The carboxyterminal domain of the epidermal growth factor receptor (EGFR)--a putative binding site for the ubiquitin ligase Cbl--is the site of serine phosphorylation events which are essential for ligand-dependent EGFR desensitization and degradation. Using a monoclonal antibody (aPS1113) which selectively recognizes the homologous phosphorylated domain in the ErbB2 oncoprotein, we show here that wild-type ErbB2 becomes Ser1113-phosphorylated following treatment of 3T3 cells with growth factors or tyrosine phosphatase inhibitors. In EGFR-overexpressing A431 cells, ligand-inducible aPS1113 immunoreactivity declines more rapidly than other detectable phosphorylation events and is followed by EGFR downregulation. Analysis of 65 ErbB2-expressing primary breast cancers reveals a highly significant relationship between Ser1113 phosphorylation and EGFR overexpression (p < 0.0001) as well as an association with poor prognosis (p = 0.005).

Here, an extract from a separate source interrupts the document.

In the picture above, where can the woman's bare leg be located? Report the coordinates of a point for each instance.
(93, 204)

We submit that ErbB2 Ser1113 phosphorylation status represents a novel and informative biomarker of cancer cell biology and tumor behavior.

Multisite phosphotyping of the ErbB-2 oncoprotein in human breast cancer.

BACKGROUND: Overexpression of the ErbB-2 (HER2/neu) receptor tyrosine kinase is one of the most common molecular changes in human cancer, but the functional significance of this phenotype remains uncertain. METHODS AND RESULTS: Using phosphorylation-specific antibodies recognizing different ErbB-2 functional states, we assessed the phosphorylation status of ErbB-2 in 102 human breast cancer specimens. Quantitative ErbB-2 immunoblotting intensity correlated directly with that of immunohistochemistry (r = 0.84). Widely varying phosphorylation profiles were evident in 65 ErbB-2-positive carcinomas, suggesting different ErbB-2 functions in different tumors. In a subset of patients for whom clinical data were obtainable, mortality trends were strongly associated with the quantitative signal intensities of ErbB-2 phosphoantibodies (P < or =.02), but not with those of conventional antibodies to ErbB-2 (P = .147), epidermal growth factor receptor (P = .44), or phosphotyrosine (P = .94). CONCLUSION: Although requiring corroboration in larger prospective clinical studies, these findings suggest that immunophenotyping using phosphorylation-specific antibodies may enable more accurate prediction of cancer behavior than is currently obtainable using conventional reagents.